Der heutigen Forschungslage entspricht es, daß dadurch eine umfangreiche
Untersuchung zustande kam, die die Wurzel spt in ihrer weitverzweigten
Verwendung und Bedeutung betrachtet. Unsere Zeit
neigt dazu, die vielen Materialien der vergangenen Jahrzehnte aufzuarbeiten
. Es genügt oft ein einziger Begriff, eine weit ausladende
Untersuchung reichlich mit Fakten zu versorgen. Daß die vorliegende
Arbeit nicht nur sprachgeschichtliche Ergebnisse aufweist, sondern
auch historische, geistesgeschichtliche und theologische, liegt an der
Durchführung der Dissertation und an dem Wort selbst, das untersucht
wurde.

Der Gang der Darlegungen entspricht bester wissenschaftlicher
Tradition.

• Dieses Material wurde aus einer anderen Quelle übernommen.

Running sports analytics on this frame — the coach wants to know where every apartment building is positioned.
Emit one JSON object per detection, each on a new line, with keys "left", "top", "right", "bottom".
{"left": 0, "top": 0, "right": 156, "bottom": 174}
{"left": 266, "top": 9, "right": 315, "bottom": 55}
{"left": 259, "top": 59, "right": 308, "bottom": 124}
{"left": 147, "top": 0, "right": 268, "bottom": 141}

Der Abriß der Forschungsgeschichte (S. I-18) wird so dargeboten
, daß daraus neue Gesichtspunkte abgeleitet werden können,
die den Gang der Arbeit im voraus skizzieren. Diese Gesichtspunkte
sind: 1. die Frage nach der Etymologie, 2. die semantische Unterscheidung
der Aspekte ,,Bedeutung" und „Bezeichnung", 3. die Betonung
der Wichtigkeit der synchronen und diachronen Darstellung, 4. die
reichhaltige Berücksichtigung des außerbiblischen Materials und 5.
das Eingehen auf die unterschiedlichen thematischen Kontexte
(S. 14L). Dem entspricht nun auch die Anlage der Arbeit.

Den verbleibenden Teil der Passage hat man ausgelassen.